А Гермиона начала плакать сильнее, ведь она знала, что мир никогда не увидит ребёнка Драко Малфоя. Его ребёнок был особенным и неповторим. И она не сберегла его. За одну ночь она потеряла сразу обоих. Ей не нужны были другие дети – ей нужен был он. Единственное, что Драко подарил ей. Единственное, о чем не знал. Единственное, что она смогла украсть у него взамен на своё сердце
========== Глава 21 ==========
Комментарий к Глава 21
Как заявила моя бета, предыдущая глава была слишком. Очень много слишком, поэтому эта глава небольшая, но вышла на неделю раньше. Если все пойдет по плану, то главы будут стабильно выходить раз в неделю, но меньшего объёма. Не берусь этого обещать, но очень постараюсь.
Берегите себя!
Несколько дней в Больничном крыле растянулись на неделю для Гермионы Грейнджер. И все это время она плакала под причитания Мадам Помфри, которая даже при помощи зелий не могла помочь справиться с болью. С душевной болью.
Наверное, такую же адскую боль испытывал Теодор, когда решил прекратить свои страдания. Она его не вспомнила, но она его помнила.
Именно такой и нашел ее Забини. Он бы пришел к ней намного раньше, но не знал, где она. Поттера нигде не было видно, а Уизли ходил самодовольный, и на все расспросы Блейза говорил, что Гермине “заебись без гадюк”. Он ее искал, но безуспешно.
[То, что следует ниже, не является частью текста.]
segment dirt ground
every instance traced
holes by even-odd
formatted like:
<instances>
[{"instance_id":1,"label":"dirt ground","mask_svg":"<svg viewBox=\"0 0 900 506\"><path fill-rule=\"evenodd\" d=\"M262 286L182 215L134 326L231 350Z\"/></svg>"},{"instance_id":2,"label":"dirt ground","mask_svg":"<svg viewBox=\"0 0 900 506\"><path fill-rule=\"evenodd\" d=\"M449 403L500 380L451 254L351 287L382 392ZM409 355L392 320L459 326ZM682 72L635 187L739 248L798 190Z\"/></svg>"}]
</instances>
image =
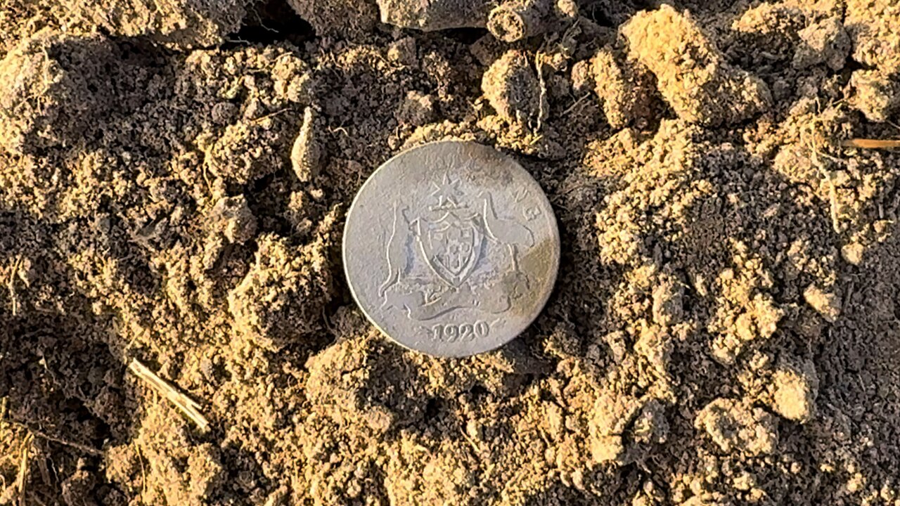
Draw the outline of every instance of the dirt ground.
<instances>
[{"instance_id":1,"label":"dirt ground","mask_svg":"<svg viewBox=\"0 0 900 506\"><path fill-rule=\"evenodd\" d=\"M900 505L900 151L843 144L900 139L900 5L512 4L4 0L0 504ZM458 360L340 263L451 138L563 244Z\"/></svg>"}]
</instances>

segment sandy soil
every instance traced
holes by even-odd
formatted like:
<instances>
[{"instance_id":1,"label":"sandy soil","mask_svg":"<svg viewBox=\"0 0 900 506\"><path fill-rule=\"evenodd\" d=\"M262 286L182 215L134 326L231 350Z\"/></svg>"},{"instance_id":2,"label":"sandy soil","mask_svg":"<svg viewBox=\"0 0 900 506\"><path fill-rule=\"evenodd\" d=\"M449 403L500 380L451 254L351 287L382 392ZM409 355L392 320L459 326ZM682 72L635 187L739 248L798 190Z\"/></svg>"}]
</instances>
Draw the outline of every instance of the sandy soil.
<instances>
[{"instance_id":1,"label":"sandy soil","mask_svg":"<svg viewBox=\"0 0 900 506\"><path fill-rule=\"evenodd\" d=\"M0 504L900 504L900 152L842 144L900 138L900 5L491 6L3 2ZM447 138L564 245L462 360L339 260Z\"/></svg>"}]
</instances>

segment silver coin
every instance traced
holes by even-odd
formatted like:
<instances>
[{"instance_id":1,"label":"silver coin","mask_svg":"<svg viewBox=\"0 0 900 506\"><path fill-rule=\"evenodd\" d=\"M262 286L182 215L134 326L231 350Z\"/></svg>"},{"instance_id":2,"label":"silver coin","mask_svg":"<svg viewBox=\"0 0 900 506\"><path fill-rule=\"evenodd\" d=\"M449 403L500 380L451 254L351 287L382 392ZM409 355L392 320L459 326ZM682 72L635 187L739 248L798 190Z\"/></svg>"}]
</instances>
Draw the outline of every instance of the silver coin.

А потом его завалили. Он буквально погряз в делах. У слизеринцев больше не было лидера – дальнейшая судьба Драко Малфоя была окутана загадками. Нотта тоже не было, чтобы разрядить обстановку. Он остался один. Совсем один. У слизеринцев не было даже декана!
И Блейз взял на себя эту страшную роль – сдерживать стороны. Другие факультеты винили во всем случившемся именно Слизерин, особенно доставалось отпрыскам Пожирателей. И Блейз пытался их образумить. И только лишь благодаря его врожденному обаянию и трезвому уму перебранки не доходили до магических дуэлей.
Но в то же время он пытался сдержать ответную реакцию слизеринцев – их возмущение росло, и Забини мужественно принимал на себя удар. А когда почувствовал, что не справляется, отправился к Помфри, чтобы она дала ему настойку-другую от нервов, иначе он будет первым, кто свихнется и проклянет каждого в этом замке.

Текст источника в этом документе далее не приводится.